Prince Mohammed bin Salman al-Saud presents a check to United Nations Secretary-General Antonio Guterres at the United Nations on March 27, 2018 in New York. Photo: Bryan R. Smith | AFP
ERBIL, Kurdistan Region — Crown Prince Mohammed bin Salman gave nearly a billion dollars from Saudi Arabia and the UAE to the United Nations for humanitarian aid in Yemen, while the UN expressed throwing money at the situation isn't enough.
UN Secretary General Antonio Guterres thanked Riyadh and the Emirates for the $930 donation that covers about one-third of the humanitarian funds requested by the United Nations.
"On the other hand, we know that there is no humanitarian solution for humanitarian problems," Guterres said after being presented with the check in New York on Tuesday. "The solution is political, and we are entirely at your disposal to work together to find a political solution when that becomes possible."
The conflict in Yemen is entering its fourth year with 10,000 people killed in what the United Nations has called "the world's worst humanitarian crisis," as 22.2 million people need aid because of imminent famine, cholera, and diphtheria outbreaks.

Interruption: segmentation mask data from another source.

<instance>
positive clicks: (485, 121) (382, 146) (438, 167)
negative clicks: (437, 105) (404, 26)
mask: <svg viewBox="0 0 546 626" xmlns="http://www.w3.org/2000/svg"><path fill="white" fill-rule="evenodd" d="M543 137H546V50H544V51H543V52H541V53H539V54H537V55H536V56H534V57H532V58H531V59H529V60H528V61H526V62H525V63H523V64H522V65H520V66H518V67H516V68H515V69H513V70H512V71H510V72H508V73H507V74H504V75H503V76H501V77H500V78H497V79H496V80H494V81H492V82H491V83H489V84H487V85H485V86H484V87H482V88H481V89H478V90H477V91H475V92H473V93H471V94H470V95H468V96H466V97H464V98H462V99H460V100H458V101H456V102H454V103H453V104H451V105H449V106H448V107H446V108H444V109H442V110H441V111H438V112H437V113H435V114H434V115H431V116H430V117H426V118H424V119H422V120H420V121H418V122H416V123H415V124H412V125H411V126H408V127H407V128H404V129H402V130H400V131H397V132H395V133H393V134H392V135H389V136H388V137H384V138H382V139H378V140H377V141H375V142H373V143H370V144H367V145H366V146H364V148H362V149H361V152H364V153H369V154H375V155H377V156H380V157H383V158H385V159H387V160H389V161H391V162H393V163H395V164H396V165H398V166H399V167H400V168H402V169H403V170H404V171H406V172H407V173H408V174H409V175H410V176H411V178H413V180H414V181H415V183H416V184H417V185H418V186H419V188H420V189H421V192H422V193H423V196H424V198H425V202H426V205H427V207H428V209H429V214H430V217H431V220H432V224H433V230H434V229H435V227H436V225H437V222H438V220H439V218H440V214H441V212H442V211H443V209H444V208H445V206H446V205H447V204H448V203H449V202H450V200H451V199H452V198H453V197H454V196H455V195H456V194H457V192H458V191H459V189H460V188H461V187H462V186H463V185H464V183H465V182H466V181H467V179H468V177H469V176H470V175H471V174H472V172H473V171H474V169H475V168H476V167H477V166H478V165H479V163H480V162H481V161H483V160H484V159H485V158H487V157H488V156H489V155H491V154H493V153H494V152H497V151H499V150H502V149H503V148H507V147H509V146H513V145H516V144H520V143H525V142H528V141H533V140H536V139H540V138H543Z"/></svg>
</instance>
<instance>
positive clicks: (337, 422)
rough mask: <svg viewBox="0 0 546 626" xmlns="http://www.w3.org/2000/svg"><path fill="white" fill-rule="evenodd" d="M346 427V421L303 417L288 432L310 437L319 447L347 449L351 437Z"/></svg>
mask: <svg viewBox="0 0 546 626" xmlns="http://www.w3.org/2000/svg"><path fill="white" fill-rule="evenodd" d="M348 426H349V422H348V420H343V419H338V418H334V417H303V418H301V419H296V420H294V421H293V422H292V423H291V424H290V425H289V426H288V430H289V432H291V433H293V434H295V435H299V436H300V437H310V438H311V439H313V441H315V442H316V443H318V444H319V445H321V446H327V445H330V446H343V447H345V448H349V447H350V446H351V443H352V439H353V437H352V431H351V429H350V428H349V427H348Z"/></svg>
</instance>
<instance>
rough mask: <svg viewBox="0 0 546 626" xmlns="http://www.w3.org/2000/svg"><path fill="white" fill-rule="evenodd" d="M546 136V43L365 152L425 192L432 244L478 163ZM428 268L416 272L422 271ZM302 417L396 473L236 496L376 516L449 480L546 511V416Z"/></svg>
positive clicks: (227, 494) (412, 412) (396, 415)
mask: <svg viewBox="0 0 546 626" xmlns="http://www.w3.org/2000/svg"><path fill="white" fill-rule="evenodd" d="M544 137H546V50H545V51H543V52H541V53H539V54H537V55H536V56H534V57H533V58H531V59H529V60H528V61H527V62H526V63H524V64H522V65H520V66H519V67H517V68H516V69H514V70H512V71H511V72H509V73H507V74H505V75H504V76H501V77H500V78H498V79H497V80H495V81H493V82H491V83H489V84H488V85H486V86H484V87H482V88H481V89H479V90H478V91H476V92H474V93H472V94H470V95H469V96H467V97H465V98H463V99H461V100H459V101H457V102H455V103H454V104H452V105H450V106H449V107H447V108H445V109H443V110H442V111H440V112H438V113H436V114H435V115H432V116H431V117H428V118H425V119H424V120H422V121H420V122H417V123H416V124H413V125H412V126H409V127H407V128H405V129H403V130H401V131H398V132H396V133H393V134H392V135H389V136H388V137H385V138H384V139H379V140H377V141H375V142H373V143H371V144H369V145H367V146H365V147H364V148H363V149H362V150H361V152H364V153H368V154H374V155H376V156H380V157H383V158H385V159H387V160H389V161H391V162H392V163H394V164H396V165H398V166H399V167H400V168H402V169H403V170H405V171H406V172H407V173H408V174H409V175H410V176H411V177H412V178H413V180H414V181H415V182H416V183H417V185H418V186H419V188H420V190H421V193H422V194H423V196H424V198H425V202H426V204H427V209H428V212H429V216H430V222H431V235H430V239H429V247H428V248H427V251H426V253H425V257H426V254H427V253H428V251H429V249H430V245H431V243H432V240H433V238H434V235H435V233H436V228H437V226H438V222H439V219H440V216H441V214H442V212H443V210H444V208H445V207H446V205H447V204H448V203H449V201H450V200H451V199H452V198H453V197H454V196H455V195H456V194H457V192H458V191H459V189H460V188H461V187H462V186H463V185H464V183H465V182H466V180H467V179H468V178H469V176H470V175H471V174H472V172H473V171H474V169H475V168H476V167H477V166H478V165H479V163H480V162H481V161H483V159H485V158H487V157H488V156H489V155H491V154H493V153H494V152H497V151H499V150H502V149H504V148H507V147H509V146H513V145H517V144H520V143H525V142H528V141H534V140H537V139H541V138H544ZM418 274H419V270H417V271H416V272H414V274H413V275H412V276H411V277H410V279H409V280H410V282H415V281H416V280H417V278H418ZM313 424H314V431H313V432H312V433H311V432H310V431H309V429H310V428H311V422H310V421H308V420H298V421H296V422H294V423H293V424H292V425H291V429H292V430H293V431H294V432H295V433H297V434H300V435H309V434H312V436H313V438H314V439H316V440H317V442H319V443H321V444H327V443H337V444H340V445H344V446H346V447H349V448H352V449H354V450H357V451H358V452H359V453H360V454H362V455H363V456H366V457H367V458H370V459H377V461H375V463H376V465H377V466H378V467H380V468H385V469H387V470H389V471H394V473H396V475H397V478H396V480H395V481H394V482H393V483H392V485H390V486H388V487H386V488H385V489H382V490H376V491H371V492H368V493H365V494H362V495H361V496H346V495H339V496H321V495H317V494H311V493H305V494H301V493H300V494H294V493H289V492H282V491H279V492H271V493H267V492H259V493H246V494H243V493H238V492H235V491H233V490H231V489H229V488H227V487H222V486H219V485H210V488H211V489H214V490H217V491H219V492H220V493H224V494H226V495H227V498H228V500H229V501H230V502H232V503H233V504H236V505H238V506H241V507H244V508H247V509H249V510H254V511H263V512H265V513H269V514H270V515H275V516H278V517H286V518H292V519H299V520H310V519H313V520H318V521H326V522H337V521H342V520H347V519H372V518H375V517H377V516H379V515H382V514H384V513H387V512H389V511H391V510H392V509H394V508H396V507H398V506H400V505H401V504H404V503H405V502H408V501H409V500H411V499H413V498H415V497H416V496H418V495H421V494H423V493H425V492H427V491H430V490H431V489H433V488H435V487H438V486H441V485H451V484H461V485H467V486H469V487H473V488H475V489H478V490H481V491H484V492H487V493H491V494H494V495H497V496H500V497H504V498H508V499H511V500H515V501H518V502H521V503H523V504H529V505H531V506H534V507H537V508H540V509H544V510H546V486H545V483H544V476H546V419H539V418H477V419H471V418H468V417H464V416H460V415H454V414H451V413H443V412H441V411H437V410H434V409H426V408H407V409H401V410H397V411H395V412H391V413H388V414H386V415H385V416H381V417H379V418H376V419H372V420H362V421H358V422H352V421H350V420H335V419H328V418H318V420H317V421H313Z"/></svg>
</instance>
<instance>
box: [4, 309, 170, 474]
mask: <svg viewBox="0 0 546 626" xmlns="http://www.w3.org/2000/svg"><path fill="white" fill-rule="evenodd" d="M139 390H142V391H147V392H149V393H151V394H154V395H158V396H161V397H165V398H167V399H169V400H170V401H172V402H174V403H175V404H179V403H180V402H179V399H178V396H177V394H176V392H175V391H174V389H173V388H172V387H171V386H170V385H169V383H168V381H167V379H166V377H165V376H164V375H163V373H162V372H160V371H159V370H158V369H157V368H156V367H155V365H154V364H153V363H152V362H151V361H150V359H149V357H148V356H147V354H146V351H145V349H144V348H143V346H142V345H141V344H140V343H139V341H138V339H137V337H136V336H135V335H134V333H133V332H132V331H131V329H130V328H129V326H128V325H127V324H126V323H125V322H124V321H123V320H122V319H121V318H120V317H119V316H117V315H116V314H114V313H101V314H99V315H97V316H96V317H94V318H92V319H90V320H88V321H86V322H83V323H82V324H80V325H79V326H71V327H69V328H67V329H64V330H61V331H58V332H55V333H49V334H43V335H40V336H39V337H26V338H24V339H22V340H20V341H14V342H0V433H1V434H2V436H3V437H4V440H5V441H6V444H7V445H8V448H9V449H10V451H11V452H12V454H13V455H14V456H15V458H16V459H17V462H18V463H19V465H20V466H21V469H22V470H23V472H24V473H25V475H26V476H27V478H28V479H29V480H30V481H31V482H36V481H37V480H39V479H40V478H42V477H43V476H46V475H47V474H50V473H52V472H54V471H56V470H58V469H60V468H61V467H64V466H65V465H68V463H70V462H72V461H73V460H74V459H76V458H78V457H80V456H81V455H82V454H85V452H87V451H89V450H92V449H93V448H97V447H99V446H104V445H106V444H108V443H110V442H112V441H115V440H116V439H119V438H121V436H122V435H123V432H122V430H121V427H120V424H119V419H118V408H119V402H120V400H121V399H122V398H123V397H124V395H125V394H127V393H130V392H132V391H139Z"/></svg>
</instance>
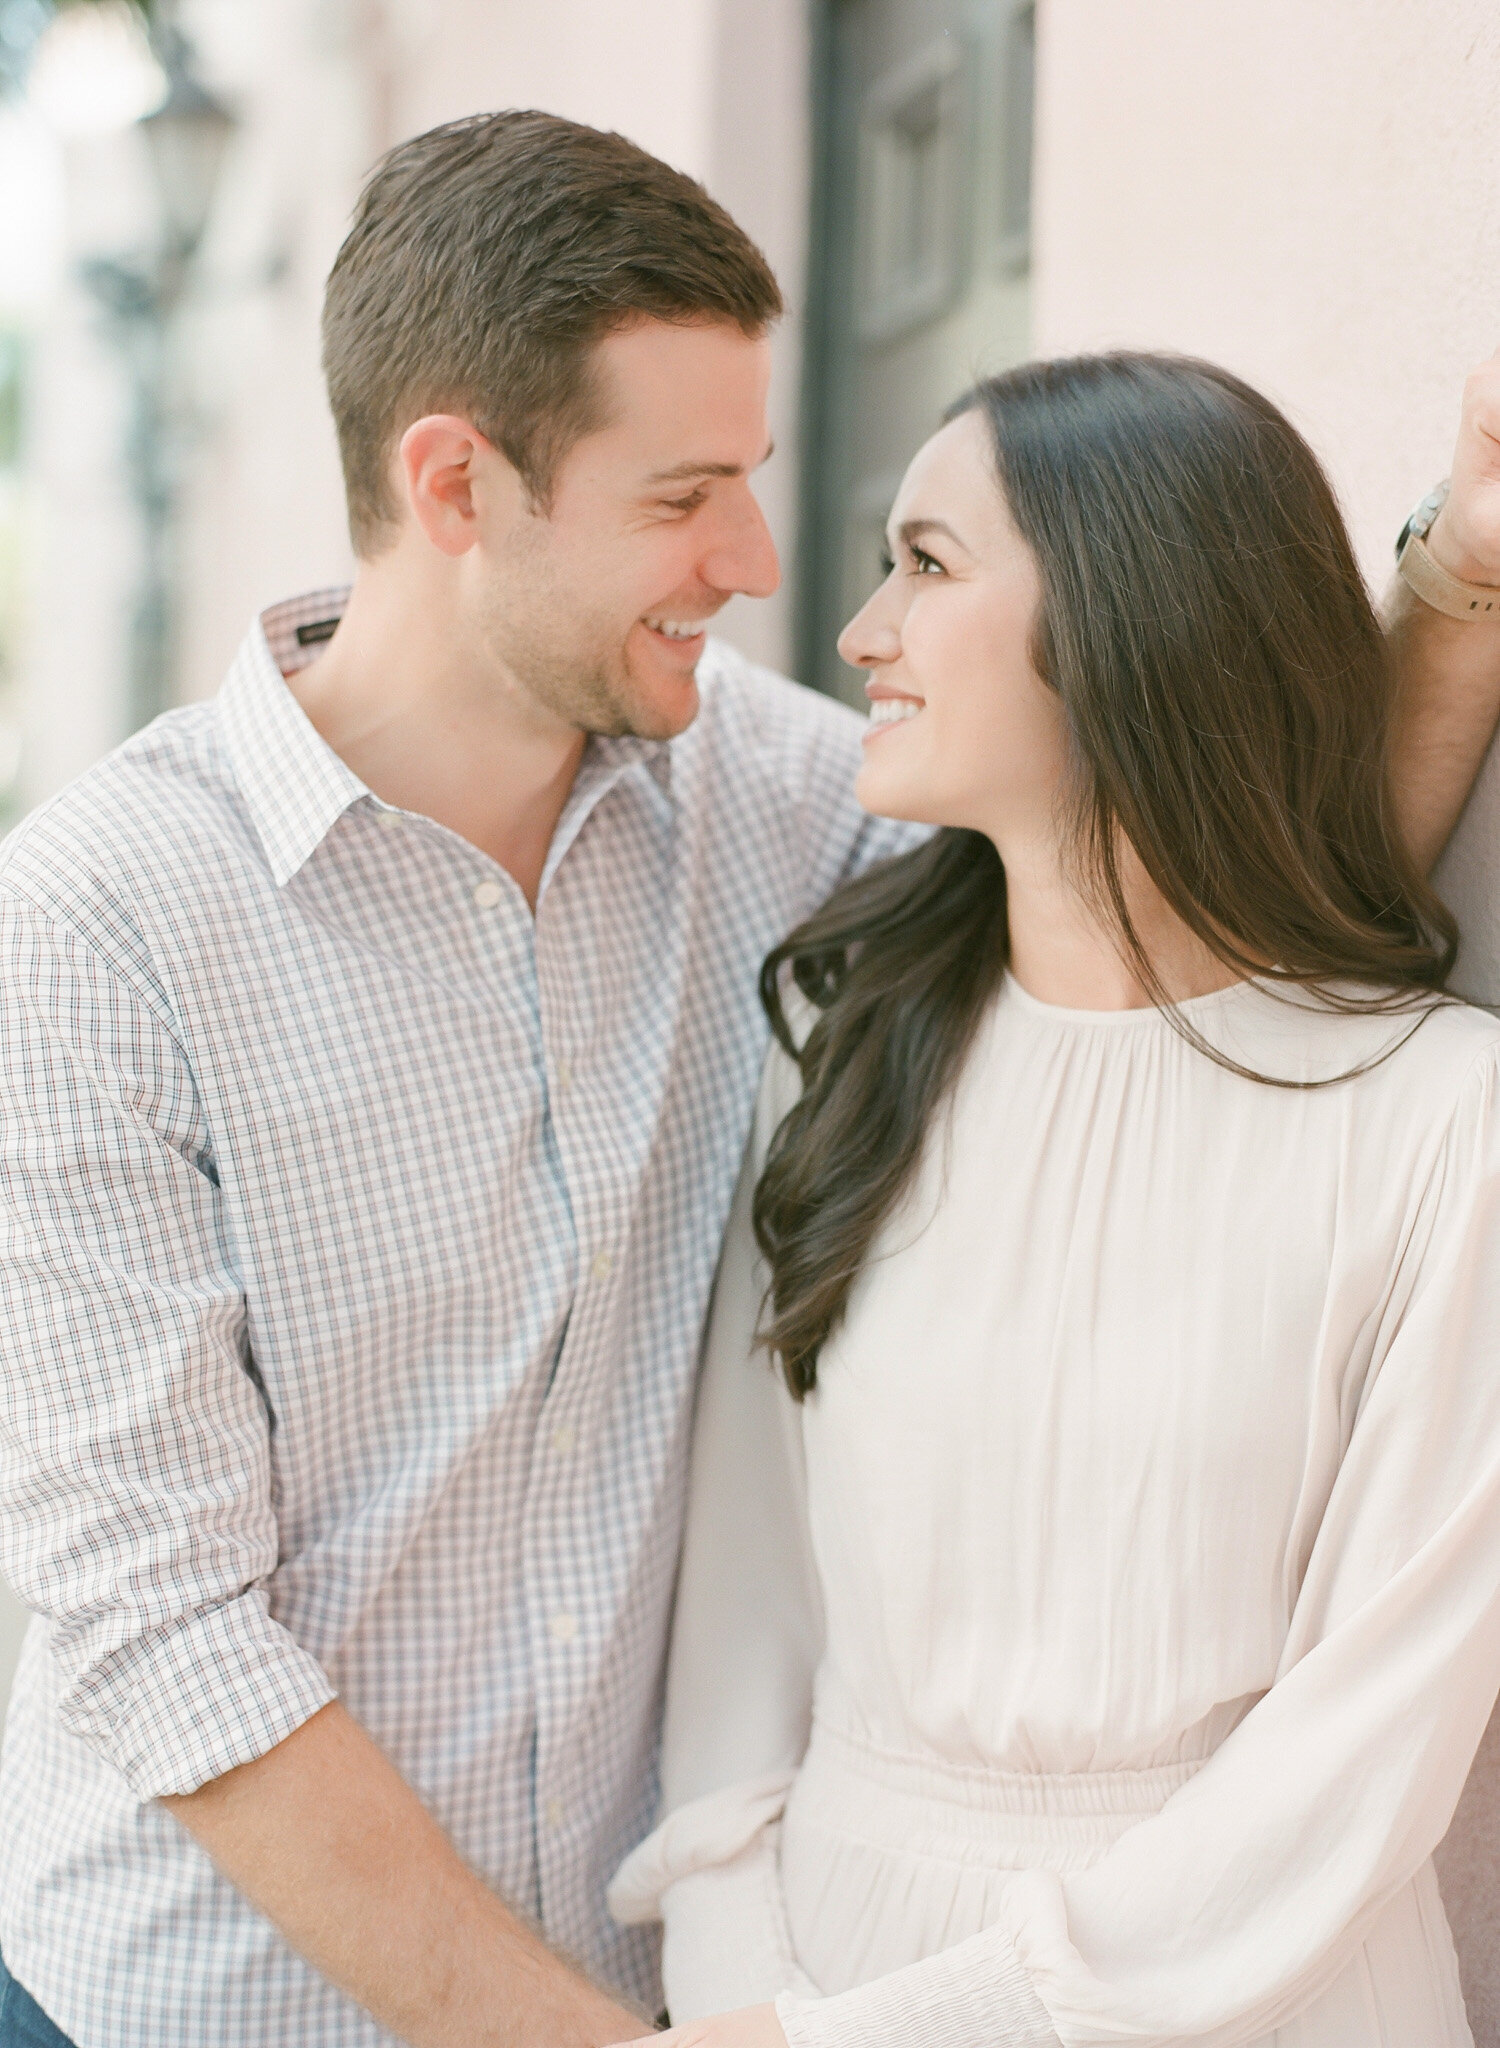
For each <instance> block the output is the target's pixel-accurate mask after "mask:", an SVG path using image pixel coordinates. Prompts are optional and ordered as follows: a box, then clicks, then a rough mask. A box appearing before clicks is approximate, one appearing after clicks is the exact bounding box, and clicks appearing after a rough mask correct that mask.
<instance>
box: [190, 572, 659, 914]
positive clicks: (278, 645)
mask: <svg viewBox="0 0 1500 2048" xmlns="http://www.w3.org/2000/svg"><path fill="white" fill-rule="evenodd" d="M346 602H348V586H334V588H330V590H309V592H305V594H303V596H299V598H287V602H285V604H273V606H270V610H266V612H262V614H260V618H256V623H254V627H252V629H250V633H248V635H246V639H244V645H242V647H240V653H238V655H236V659H234V668H232V670H230V674H227V678H225V682H223V688H221V690H219V721H221V725H223V735H225V741H227V748H230V760H232V764H234V774H236V780H238V784H240V793H242V797H244V801H246V807H248V811H250V823H252V825H254V827H256V834H258V836H260V844H262V846H264V852H266V860H268V862H270V872H273V877H275V879H277V887H283V885H285V883H289V881H291V877H293V874H295V872H297V870H299V868H301V866H303V864H305V862H307V860H309V858H311V854H316V852H318V848H320V846H322V842H324V840H326V838H328V834H330V831H332V827H334V825H336V823H338V819H340V817H342V815H344V811H348V807H350V805H355V803H359V801H361V797H371V791H369V788H367V786H365V782H361V778H359V776H357V774H355V770H352V768H350V766H348V764H346V762H344V760H340V756H338V754H334V750H332V748H330V745H328V741H326V739H324V737H322V733H320V731H318V729H316V727H314V723H311V719H309V717H307V713H305V711H303V709H301V705H299V702H297V698H295V696H293V694H291V690H289V688H287V682H285V678H287V676H295V674H297V670H301V668H307V664H309V662H316V659H318V651H320V647H322V645H324V643H326V641H328V639H332V631H334V627H336V625H338V621H340V618H342V614H344V604H346ZM635 766H639V768H643V770H645V772H648V774H650V776H652V780H654V782H656V786H658V788H660V791H662V795H664V797H670V793H672V743H670V739H639V737H635V735H633V733H623V735H619V737H611V735H600V733H594V735H590V739H588V745H586V750H584V758H582V762H580V766H578V780H576V784H574V799H572V801H570V805H568V809H570V811H572V809H592V801H596V797H598V795H602V793H605V788H609V786H611V784H613V782H615V780H619V776H621V774H625V772H627V770H629V768H635ZM580 799H582V803H580ZM559 838H561V834H559ZM568 838H572V834H570V836H568ZM564 850H566V846H553V856H559V854H561V852H564ZM547 864H549V866H555V858H549V862H547Z"/></svg>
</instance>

Amnesty International has criticized the Saudi-led coalition of causing "enormous harm" to Yemeni civilians, while being propped up by Western powers including the United States, United Kingdom, and others.
"We try as much as we can to solve the problems of the Middle East politically and if things get out of control, we try as hard as we can to avoid all the other impacts," said Salman.
The coalition accuses Iran of arming Shiite Houthi rebels with missiles in the conflict. Iran denies the charge and always argues that its missile program is for defensive purposes.
“Everyone knows that all routes to send arms to Yemen are blocked and that Saudi Arabia has imposed a complete siege on the oppressed nation of Yemen,” Lieutenant Commander of the IRGC for Political Affairs Brig. Gen. Yadollah Javani told Iran's Tasnim News on Tuesday.
The agency confirmed that Yemen's Houthi Ansarullah movement did fire seven ballistic missiles at Saudi targets on Sunday night.
Javani argued that Riyadh is claiming Tehran provided the missiles to divert attention away from war crimes committed by the Saudi coalition.
Javani claimed that Yemen is now capable of producing its own defense systems, including missiles.
The Houthi-led rebels took control of the capital city of Sanaa in September 2014. Six months later, the Saudi coalition began militarily supporting the Yemeni government, while trying to oust the rebels.